Although on a lesser scale, London theatres have also suffered during the pandemic. The National Theatre had to close their production of Death of England: Delroy after its opening night. But like Chichester Festival Theatre, they have particularly invested in live streaming, as well as developing their National Theatre at Home service. Perhaps live-streaming will become more prevalent and the future of theatre, even after the pandemic is over.

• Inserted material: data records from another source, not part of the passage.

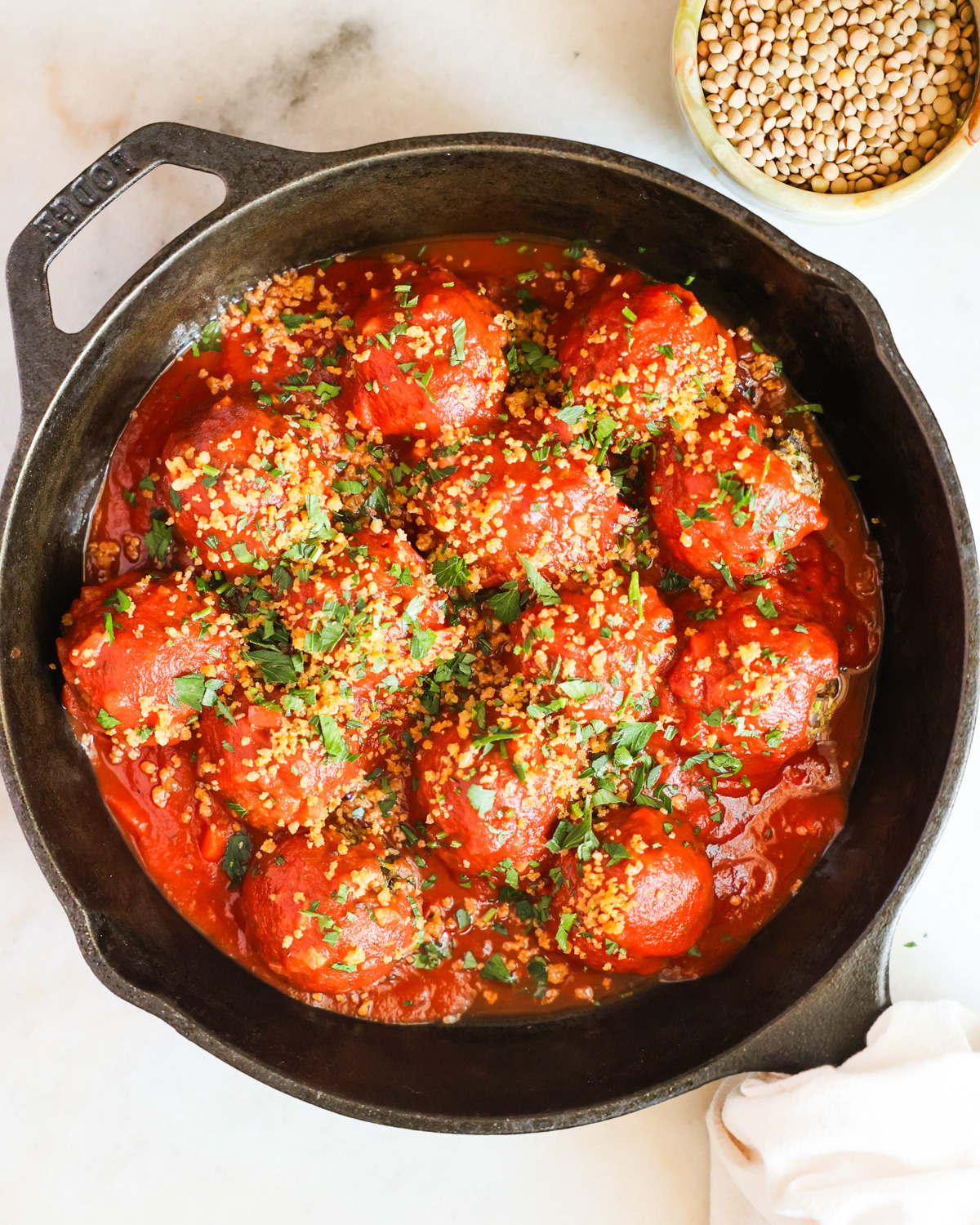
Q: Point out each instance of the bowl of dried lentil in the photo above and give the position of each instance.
(831, 109)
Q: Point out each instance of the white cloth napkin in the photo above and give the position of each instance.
(892, 1137)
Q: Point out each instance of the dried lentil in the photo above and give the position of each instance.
(835, 97)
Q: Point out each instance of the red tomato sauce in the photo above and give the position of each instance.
(485, 941)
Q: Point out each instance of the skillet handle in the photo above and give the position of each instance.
(44, 352)
(830, 1023)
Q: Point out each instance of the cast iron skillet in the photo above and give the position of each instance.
(808, 985)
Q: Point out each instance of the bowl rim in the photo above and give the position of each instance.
(784, 196)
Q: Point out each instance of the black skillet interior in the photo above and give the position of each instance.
(506, 1076)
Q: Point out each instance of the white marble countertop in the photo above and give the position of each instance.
(105, 1114)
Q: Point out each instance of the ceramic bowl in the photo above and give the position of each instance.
(808, 205)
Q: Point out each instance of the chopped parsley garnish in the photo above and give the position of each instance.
(451, 571)
(546, 593)
(237, 854)
(497, 970)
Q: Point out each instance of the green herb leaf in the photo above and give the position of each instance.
(458, 342)
(565, 926)
(577, 690)
(546, 593)
(766, 607)
(674, 582)
(505, 603)
(480, 798)
(617, 852)
(276, 668)
(538, 970)
(211, 337)
(158, 541)
(571, 413)
(495, 970)
(332, 737)
(450, 571)
(237, 854)
(634, 737)
(190, 690)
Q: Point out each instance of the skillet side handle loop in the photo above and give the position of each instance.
(44, 352)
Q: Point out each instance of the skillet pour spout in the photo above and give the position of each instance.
(808, 987)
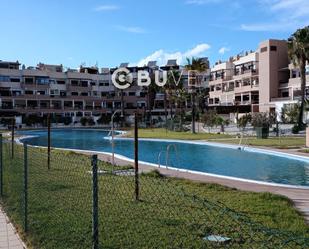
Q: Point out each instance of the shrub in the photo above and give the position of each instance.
(91, 121)
(290, 113)
(67, 120)
(295, 129)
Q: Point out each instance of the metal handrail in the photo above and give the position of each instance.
(159, 159)
(167, 153)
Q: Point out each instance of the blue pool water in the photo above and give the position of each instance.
(198, 157)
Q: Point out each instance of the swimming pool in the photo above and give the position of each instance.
(251, 164)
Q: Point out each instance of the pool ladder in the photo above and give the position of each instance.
(242, 146)
(167, 155)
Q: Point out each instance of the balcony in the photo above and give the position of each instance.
(281, 99)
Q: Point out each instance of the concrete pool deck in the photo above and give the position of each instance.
(299, 196)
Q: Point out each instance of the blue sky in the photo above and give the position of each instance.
(72, 32)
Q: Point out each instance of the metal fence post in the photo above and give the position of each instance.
(1, 166)
(25, 187)
(13, 137)
(95, 224)
(48, 141)
(136, 157)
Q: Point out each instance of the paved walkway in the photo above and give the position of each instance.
(9, 239)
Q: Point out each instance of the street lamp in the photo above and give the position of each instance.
(113, 145)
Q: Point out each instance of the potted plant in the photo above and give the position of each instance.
(261, 123)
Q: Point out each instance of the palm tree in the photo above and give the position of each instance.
(170, 88)
(197, 65)
(298, 48)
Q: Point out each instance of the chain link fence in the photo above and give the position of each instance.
(83, 202)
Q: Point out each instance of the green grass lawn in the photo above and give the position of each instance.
(171, 213)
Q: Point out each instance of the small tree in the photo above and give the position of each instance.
(243, 121)
(209, 119)
(91, 121)
(261, 122)
(262, 119)
(221, 122)
(290, 113)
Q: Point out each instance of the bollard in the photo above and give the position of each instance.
(1, 166)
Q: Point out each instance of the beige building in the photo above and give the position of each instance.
(263, 80)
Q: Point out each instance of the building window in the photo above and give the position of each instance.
(15, 79)
(103, 83)
(42, 81)
(29, 92)
(264, 49)
(29, 80)
(41, 92)
(74, 82)
(4, 78)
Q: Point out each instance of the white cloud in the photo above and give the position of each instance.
(287, 15)
(223, 50)
(162, 56)
(106, 7)
(131, 29)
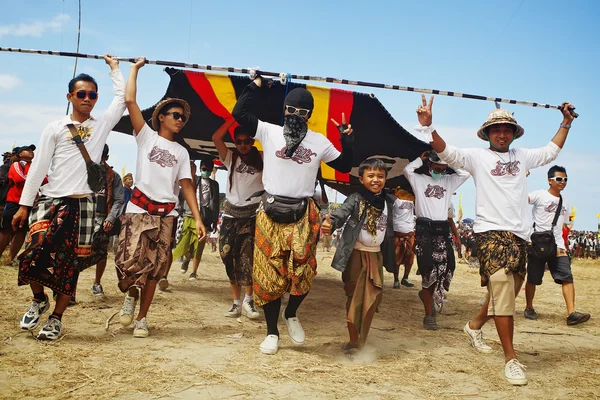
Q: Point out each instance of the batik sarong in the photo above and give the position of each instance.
(144, 249)
(435, 256)
(284, 256)
(500, 250)
(60, 235)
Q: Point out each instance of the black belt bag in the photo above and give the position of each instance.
(284, 210)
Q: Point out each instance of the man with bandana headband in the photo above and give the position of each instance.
(433, 188)
(287, 222)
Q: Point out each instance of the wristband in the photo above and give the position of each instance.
(426, 131)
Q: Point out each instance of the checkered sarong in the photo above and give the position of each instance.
(60, 234)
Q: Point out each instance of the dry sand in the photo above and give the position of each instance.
(194, 352)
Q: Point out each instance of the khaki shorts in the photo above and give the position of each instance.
(503, 288)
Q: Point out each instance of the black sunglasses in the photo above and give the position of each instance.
(559, 179)
(242, 141)
(176, 115)
(82, 93)
(303, 112)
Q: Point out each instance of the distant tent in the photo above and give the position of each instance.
(212, 97)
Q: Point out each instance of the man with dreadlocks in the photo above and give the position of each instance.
(433, 186)
(502, 226)
(236, 239)
(287, 223)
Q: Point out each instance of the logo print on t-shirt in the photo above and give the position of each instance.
(244, 168)
(434, 191)
(551, 208)
(406, 205)
(381, 223)
(302, 155)
(511, 167)
(162, 157)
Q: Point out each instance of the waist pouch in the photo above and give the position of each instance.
(153, 207)
(282, 209)
(543, 244)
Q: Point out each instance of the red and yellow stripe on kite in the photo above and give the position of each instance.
(219, 96)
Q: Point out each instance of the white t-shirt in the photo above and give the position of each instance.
(365, 238)
(544, 208)
(247, 180)
(501, 184)
(433, 197)
(292, 177)
(160, 165)
(58, 152)
(403, 216)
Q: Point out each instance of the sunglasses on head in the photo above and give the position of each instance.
(303, 112)
(82, 93)
(242, 141)
(177, 115)
(559, 179)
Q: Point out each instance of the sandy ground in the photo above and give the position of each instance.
(195, 352)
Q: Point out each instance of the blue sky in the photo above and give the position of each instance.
(543, 51)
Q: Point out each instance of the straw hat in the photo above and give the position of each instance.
(162, 103)
(500, 116)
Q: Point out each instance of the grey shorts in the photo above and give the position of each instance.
(560, 269)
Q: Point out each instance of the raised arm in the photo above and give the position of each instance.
(218, 139)
(115, 110)
(561, 135)
(344, 161)
(189, 193)
(241, 111)
(137, 119)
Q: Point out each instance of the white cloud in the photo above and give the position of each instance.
(34, 28)
(8, 82)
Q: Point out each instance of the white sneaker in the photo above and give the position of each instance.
(127, 310)
(234, 312)
(295, 330)
(51, 330)
(476, 337)
(140, 328)
(249, 310)
(31, 319)
(270, 344)
(514, 372)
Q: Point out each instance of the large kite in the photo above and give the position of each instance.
(212, 97)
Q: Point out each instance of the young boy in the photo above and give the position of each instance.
(366, 245)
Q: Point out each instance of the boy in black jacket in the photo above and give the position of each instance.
(366, 245)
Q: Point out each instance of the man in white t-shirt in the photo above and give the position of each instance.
(545, 206)
(62, 218)
(236, 240)
(163, 165)
(433, 187)
(287, 223)
(502, 226)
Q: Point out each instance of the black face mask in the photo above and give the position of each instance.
(294, 131)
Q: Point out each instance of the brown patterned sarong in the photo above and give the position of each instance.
(60, 233)
(404, 246)
(363, 284)
(236, 246)
(500, 250)
(144, 247)
(284, 256)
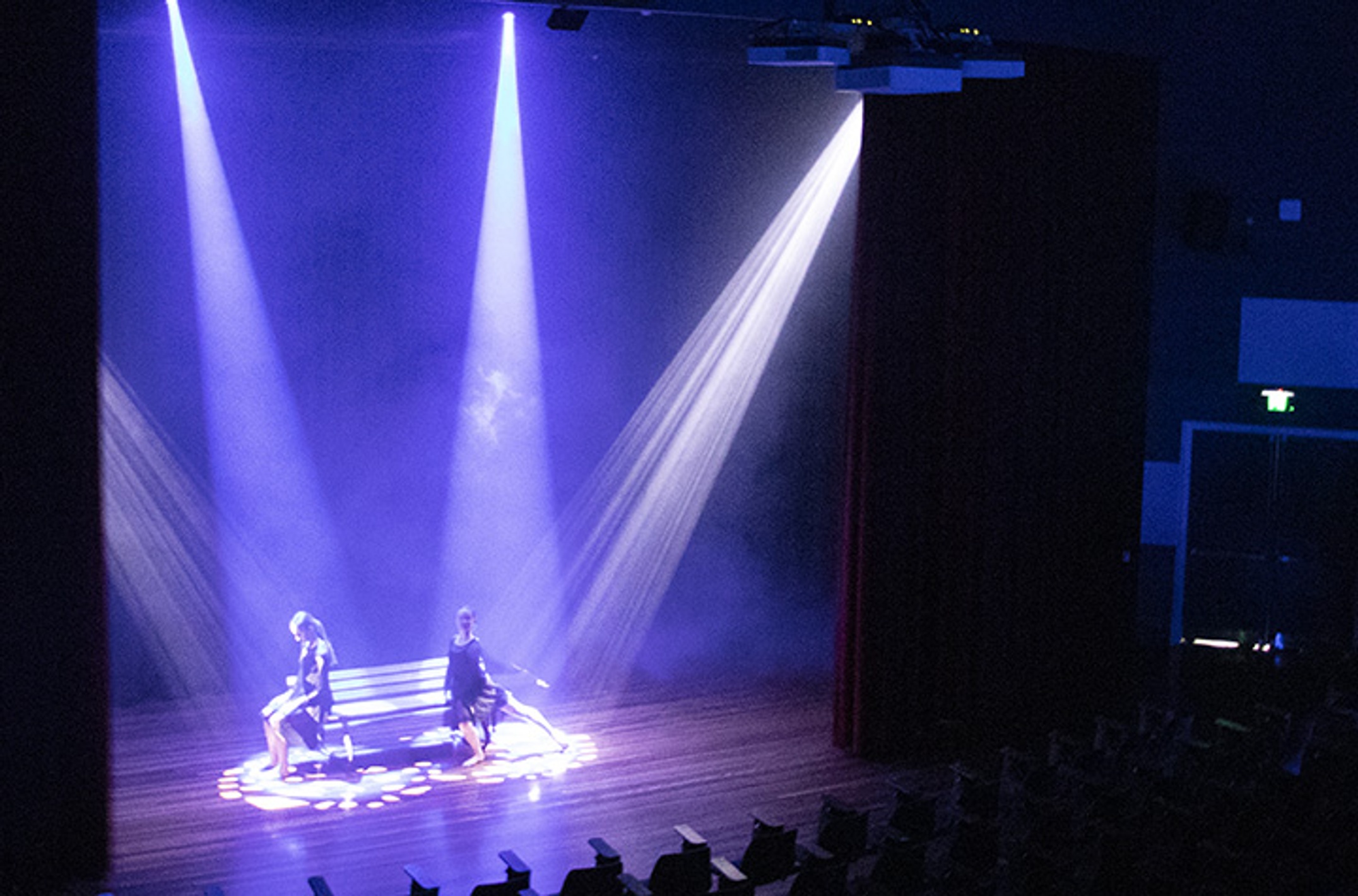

Indeed, new Tier four restrictions means that London is no longer disproportionately unaffected. West End shows like Everyone’s Talking about Jamie and Six had just re-opened days before Johnson announced London’s movement into Tier three. I for one had tickets cancelled to see Nine Lessons and Carols at the Almeida and the Panto at the National. Whether theatres are allowed to continue in-person performances is now almost entirely down to luck. Chichester Festival Theatre have managed to escape Tier 4 restrictions by all of about 20 miles, as Chichester remains in Tier 2 despite the fact that neighbouring locations of Portsmouth and Havant are now entering Tier 4. What is clear is that these restrictions will carry into the beginning of 2021— and so methods of keeping regional organisations alive in the coming year really will differ region by region. It is, however, imperative to many actors and theatre lovers, regardless of the region, that the show must go on.